# Moisture-proofing chimney box wall penetration



## custom_co (Jan 2, 2007)

faithmyeyes said:


> Hello,
> 
> I'm looking to mount an antenna mast to the side of my chimney, and run the antenna wires inside to connection points in the attic.
> 
> ...


 why do you need to put on chimney / change to sky this will give new digital and more programmes televisions are on there way out plasma/lcd hdmi would not waste time or money on an outside ariel. but put steel angle iron down each corner spreading the pressure you can bolt plate strips corner to corner or weld then attache the band type ariel pole at no time would you need to bolt through the chimmey .. hope it helps regards mike. ps remember to paint any steelwork with at least 3 coats of metal paint prior to fitting ..also plastic strip between metal and chimney trimmed to finish..


----------



## faithmyeyes (Jan 5, 2007)

custom_co said:


> televisions are on there way out plasma/lcd hdmi would not waste time or money on an outside ariel.


I didn't say it was for a television aerial.  It will actually be for a two-way radio base station.

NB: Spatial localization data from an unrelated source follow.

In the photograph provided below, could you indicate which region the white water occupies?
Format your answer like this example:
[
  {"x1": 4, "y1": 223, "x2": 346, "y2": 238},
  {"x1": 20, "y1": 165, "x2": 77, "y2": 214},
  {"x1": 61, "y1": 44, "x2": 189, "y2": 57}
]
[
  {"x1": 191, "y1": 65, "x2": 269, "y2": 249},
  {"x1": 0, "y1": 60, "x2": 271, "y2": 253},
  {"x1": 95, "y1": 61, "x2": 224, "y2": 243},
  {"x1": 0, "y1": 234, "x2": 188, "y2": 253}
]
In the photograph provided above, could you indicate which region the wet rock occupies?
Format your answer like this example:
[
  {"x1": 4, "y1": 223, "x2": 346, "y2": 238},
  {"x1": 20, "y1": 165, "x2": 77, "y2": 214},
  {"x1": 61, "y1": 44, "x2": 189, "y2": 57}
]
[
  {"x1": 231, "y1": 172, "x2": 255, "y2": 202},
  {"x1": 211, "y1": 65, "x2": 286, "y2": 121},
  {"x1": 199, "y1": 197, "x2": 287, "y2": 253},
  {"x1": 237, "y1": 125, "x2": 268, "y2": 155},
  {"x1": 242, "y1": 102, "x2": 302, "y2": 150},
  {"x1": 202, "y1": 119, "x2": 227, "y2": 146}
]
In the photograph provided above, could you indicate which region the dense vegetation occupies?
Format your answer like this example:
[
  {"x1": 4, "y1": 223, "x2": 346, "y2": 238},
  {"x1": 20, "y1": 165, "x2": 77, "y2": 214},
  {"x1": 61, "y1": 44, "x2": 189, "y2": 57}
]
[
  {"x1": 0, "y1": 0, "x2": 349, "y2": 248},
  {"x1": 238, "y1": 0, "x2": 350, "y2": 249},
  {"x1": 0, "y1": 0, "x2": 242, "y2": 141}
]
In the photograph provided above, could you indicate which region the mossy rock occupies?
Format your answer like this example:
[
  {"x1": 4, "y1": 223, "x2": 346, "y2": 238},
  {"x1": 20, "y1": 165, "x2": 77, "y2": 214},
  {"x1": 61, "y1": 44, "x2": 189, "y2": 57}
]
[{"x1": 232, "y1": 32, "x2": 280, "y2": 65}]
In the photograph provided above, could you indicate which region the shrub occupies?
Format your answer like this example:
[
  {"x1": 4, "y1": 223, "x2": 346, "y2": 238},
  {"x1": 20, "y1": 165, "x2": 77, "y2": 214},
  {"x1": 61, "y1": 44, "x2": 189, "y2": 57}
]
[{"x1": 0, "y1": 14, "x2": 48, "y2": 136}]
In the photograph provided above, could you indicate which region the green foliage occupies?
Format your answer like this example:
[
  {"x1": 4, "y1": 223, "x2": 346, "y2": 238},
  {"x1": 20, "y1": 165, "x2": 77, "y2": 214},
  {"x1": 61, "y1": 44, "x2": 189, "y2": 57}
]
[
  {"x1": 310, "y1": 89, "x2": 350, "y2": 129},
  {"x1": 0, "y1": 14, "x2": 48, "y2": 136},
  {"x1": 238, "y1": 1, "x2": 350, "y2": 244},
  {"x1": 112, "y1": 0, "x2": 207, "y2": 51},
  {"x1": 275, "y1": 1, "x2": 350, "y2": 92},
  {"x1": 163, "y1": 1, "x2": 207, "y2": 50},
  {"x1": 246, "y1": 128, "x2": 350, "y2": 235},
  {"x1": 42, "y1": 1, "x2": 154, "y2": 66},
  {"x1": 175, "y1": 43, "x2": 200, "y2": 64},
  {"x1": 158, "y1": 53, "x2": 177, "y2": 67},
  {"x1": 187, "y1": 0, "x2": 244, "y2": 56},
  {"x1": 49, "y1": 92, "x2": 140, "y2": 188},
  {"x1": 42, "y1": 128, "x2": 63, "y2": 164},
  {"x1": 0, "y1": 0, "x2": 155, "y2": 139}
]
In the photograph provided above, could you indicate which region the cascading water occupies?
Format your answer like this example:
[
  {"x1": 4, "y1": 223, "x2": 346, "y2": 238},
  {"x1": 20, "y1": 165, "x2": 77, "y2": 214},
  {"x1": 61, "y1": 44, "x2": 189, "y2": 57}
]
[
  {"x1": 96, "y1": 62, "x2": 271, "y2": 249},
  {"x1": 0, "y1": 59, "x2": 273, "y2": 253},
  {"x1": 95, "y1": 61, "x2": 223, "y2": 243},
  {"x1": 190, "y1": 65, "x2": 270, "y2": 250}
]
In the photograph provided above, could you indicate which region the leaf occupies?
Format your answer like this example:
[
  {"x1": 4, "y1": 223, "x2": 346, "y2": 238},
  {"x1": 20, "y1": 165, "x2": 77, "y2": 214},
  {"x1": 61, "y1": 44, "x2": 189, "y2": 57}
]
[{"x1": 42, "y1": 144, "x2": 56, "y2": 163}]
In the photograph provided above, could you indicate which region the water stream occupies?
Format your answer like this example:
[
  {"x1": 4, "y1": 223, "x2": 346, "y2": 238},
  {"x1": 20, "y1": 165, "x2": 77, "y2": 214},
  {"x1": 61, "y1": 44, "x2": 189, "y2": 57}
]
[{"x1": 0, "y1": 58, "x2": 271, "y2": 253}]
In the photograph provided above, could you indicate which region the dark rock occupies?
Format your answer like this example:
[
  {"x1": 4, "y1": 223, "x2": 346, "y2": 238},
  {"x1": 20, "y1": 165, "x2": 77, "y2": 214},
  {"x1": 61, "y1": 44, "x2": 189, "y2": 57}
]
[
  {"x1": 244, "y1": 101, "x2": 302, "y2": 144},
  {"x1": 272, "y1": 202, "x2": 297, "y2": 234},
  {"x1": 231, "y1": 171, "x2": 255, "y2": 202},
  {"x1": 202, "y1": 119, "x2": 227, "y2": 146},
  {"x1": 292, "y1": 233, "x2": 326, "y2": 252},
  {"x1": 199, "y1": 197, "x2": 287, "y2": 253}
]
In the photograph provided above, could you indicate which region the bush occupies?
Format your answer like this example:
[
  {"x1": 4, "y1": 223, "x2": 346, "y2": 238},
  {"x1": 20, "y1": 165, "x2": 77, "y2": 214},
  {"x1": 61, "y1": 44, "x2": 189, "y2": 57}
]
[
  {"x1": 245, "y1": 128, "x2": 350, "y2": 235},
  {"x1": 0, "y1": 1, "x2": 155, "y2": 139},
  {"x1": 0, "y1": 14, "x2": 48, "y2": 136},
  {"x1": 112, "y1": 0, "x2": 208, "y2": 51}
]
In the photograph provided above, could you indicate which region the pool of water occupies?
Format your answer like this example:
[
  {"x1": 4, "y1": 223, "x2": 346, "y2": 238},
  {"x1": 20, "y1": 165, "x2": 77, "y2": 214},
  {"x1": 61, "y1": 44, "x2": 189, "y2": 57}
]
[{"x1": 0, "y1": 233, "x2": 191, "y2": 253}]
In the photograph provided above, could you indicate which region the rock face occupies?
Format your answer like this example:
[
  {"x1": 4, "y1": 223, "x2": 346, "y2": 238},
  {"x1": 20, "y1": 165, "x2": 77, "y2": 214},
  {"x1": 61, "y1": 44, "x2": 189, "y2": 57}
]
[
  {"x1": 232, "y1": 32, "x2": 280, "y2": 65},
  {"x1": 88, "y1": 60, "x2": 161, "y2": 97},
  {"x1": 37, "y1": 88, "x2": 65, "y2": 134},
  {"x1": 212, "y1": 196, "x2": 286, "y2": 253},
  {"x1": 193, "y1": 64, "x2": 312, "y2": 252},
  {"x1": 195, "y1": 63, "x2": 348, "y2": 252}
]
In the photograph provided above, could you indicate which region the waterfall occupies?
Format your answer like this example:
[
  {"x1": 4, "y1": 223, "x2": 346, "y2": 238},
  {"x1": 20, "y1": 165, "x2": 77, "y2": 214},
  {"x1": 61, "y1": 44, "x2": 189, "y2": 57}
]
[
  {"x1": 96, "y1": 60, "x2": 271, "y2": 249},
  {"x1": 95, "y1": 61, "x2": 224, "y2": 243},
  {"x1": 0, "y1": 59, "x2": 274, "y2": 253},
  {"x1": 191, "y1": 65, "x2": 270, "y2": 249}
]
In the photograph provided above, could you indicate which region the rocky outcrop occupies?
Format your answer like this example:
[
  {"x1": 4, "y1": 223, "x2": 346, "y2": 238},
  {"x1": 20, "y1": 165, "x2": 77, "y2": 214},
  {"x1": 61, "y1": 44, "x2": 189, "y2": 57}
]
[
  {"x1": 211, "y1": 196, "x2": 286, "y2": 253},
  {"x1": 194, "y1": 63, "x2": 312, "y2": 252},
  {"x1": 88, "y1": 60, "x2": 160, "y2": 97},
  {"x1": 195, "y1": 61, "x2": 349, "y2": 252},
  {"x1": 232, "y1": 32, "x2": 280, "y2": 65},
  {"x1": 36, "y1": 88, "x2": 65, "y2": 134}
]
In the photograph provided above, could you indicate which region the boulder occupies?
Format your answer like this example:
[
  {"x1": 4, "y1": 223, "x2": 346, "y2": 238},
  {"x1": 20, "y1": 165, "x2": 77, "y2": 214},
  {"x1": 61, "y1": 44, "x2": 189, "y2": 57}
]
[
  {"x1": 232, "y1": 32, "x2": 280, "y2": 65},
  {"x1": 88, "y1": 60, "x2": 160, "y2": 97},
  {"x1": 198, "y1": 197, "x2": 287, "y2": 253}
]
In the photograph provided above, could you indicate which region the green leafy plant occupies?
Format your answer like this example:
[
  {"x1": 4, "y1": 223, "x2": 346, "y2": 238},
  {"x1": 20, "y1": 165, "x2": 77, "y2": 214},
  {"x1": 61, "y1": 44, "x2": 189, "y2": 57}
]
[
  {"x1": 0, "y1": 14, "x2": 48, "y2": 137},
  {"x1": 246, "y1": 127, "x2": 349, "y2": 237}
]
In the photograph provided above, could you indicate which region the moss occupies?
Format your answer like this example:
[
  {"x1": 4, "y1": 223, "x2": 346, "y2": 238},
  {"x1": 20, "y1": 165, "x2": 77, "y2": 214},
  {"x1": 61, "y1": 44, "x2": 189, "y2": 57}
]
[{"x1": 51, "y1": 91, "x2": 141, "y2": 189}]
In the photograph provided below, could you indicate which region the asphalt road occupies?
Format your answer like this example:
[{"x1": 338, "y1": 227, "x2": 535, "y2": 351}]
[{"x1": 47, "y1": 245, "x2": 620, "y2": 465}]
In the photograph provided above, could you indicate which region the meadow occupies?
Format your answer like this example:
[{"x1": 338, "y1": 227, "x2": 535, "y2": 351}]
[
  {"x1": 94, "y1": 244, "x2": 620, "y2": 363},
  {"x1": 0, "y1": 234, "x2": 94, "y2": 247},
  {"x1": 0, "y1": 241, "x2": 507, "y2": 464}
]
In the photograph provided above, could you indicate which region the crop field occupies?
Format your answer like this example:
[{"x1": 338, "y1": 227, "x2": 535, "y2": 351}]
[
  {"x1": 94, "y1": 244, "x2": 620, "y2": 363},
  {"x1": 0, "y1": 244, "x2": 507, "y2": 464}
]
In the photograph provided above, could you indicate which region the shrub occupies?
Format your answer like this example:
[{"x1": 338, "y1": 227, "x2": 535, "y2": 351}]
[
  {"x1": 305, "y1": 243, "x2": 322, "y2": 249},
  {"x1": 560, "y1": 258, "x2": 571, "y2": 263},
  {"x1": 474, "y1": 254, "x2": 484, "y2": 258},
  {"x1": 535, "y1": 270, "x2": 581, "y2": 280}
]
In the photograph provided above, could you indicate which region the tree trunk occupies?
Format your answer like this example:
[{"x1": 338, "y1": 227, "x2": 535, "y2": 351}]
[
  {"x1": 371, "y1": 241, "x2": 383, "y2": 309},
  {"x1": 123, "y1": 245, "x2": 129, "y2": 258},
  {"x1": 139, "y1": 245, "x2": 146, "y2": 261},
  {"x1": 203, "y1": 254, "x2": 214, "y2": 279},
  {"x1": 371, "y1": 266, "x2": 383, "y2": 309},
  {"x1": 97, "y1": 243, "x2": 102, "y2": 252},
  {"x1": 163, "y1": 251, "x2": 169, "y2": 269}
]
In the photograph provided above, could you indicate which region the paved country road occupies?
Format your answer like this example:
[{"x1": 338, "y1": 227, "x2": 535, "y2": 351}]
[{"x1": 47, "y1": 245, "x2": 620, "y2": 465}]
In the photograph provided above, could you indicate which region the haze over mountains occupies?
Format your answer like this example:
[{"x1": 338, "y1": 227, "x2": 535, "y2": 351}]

> but put steel angle iron down each corner spreading the pressure you can bolt plate strips corner to corner or weld then attache the band type ariel pole


 Now that's a pretty cool idea. Thanks! Although I'm still left with the problem of how to get the cables through the roof. I _could_ go off the roof and in under the eaves, but long antenna cable runs aren't so great for a two-way radio setup. That much extra cable would be significantly more expensive, too.

Thanks,
Josh


----------



## custom_co (Jan 2, 2007)

faithmyeyes said:


> I didn't say it was for a television aerial.  It will actually be for a two-way radio base station.
> 
> Now that's a pretty cool idea. Thanks! Although I'm still left with the problem of how to get the cables through the roof. I _could_ go off the roof and in under the eaves, but long antenna cable runs aren't so great for a two-way radio setup. That much extra cable would be significantly more expensive, too.
> 
> ...


 right radio.. is your chimney just a duct (box) if so the heater duct in my house is full of electric cables waste pipe water pipes ariel hdmi scart you name it so if you drill a hole in the side of chimney lower cable down seal with silicon / after application wet your finger smooth round for a nice finish regards mike p.s. do not damage the duct some gas ducts are galvinised steel some are like silver paper. i,m guessing that ,s what it is .. the other option is run it down the wall if its brick , hammer drill through with a long bit you can do it inside to outside just like sky installers or telephone engineers once again seal with silicon there is amps available to boost signal strength . remember any corners taken tie the cable bit of soft material under the cable . wind rubs the cable damaging it then your running round like a headless chicken trying to kick the dog when things go wrong / and of coarse the wife already buried out the back. oh, when you drill the wall make sure no electric cable behind the wall use a cable finder then keep your fingers crossed , my mate put 4 nails in a wall found a gas pipe and two electric cables, all the best..maybe a tv ariel booster would boost radio signal as as it boosts both pic. and sound prior to separation in tv. never tried it but it would not harm to try / someone might pop in a shillings worth on that subject. or:jester:


----------